The Eldorado came with a full-size spare, and it had the largest trunk available in the Cadillac line. Meers had
selected it expressly for that amenity.
“You got a jack?”
Something to hit me with, Meers was thinking. This one was smart. That pleased him.
“Hmm. Let me look.”
Meers pretended to poke through the trunk’s contents, demonstrating that he didn’t have full use of his left arm. Crippled by polio, it hung at his side, underdeveloped and idle. He forearm had limited strength, but his fingers worked well, and he could easily extract the tiny bottle of ether in his pocket to anesthetize the boy if necessary. To do that, Meers would have to get up close, which was why he kept an electrified cattle prod on his person. He had modified the cattle prod so it was small enough to smuggle under his pant leg, secured by a sock garter. Such contingencies were essential in case things got out of hand.
“Here we go.” Meers caught the kid eyeing the heavy tire jack.
“Gimme it.”
“Shouldn’t we get the tire out first?”
It was a wrinkle in the kid’s plan. He tried to act unfazed. “Oh, yeah. The tire.”
“Careful. The tire’s heavy,” Meers cautioned.
“Relax. I got it.”
As the kid leaned in to retrieve the tire, his wrist brushed a concealed wire that ran from a truck battery in the backseat through the trunk to the wheel well. The instant the wire made contact with his skin, he closed the circuit. The shock jerked his body and his eyelids fluttered, the voltage knocking him unconscious. His knees buckled, sending his body slumping into the trunk. That did most of the work for Meers. He simply had to lift the kid’s legs over the lip of the trunk and he was done.

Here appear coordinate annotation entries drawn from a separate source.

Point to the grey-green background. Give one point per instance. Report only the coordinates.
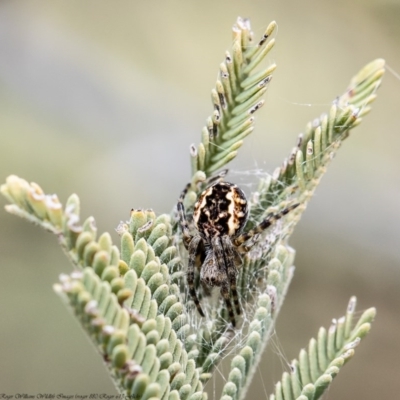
(103, 98)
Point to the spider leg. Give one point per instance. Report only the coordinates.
(182, 217)
(225, 260)
(193, 248)
(231, 259)
(227, 297)
(266, 223)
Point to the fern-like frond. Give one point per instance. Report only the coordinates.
(133, 301)
(301, 172)
(126, 301)
(237, 95)
(316, 367)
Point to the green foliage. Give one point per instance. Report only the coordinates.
(131, 300)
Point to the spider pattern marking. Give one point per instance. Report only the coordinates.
(219, 216)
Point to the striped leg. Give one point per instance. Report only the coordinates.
(223, 260)
(193, 248)
(230, 261)
(266, 223)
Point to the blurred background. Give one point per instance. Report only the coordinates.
(103, 99)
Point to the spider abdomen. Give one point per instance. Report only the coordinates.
(221, 210)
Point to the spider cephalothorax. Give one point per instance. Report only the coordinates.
(219, 216)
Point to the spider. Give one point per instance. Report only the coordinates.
(219, 216)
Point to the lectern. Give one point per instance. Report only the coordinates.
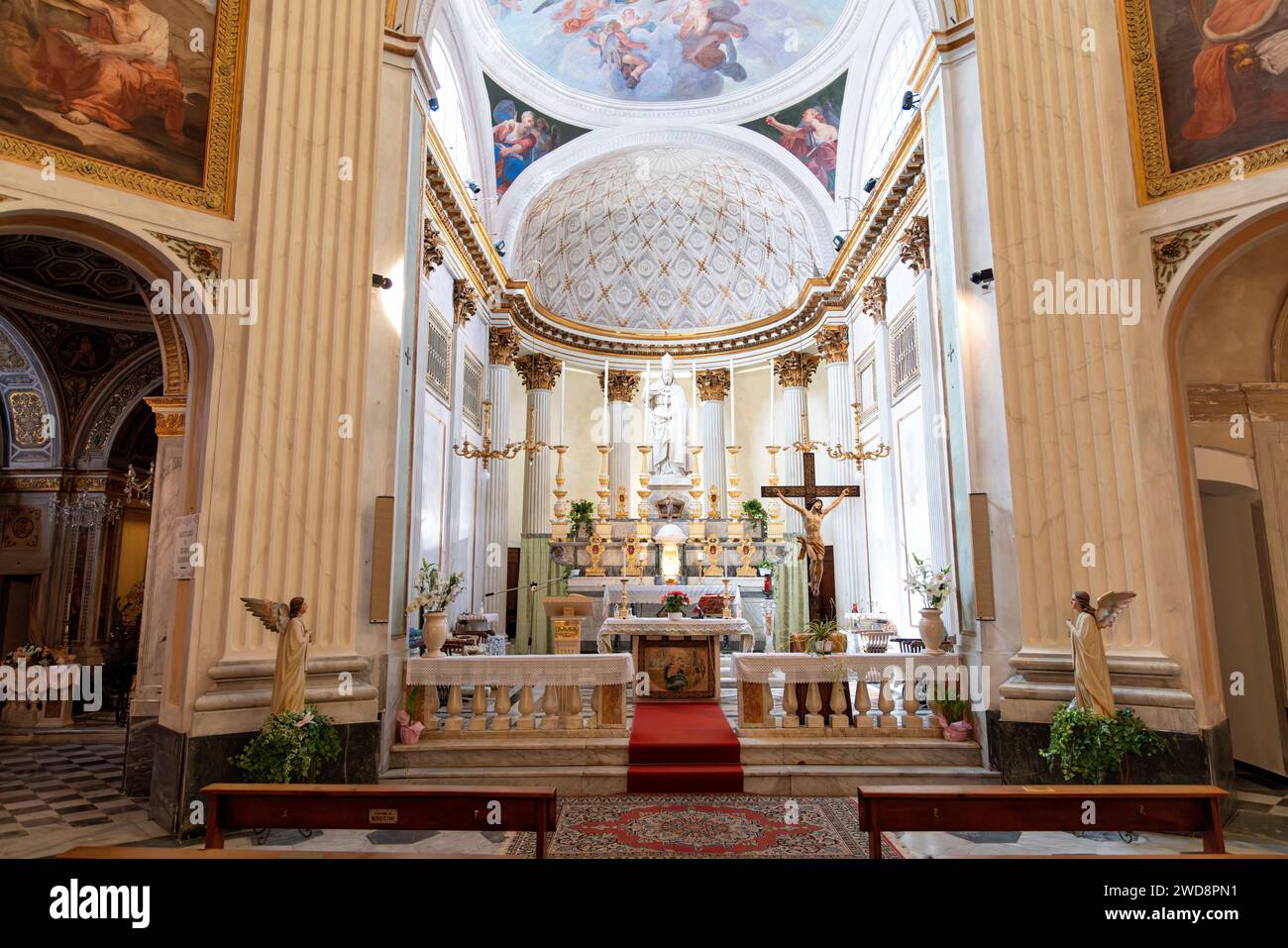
(567, 613)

“I’m much more relaxed now, thank you.”
Meers dug through the kid’s pockets and pulled out a wallet. Inside were a couple of quarters and a rubber. The wallet had come with a personal identification card for the owner to fill in their name and address. On it, the kid had written, “If you stole my wallet and you find this, I’ll find you. You dead.” He had signed his name at the bottom: “Calvin Timmons.”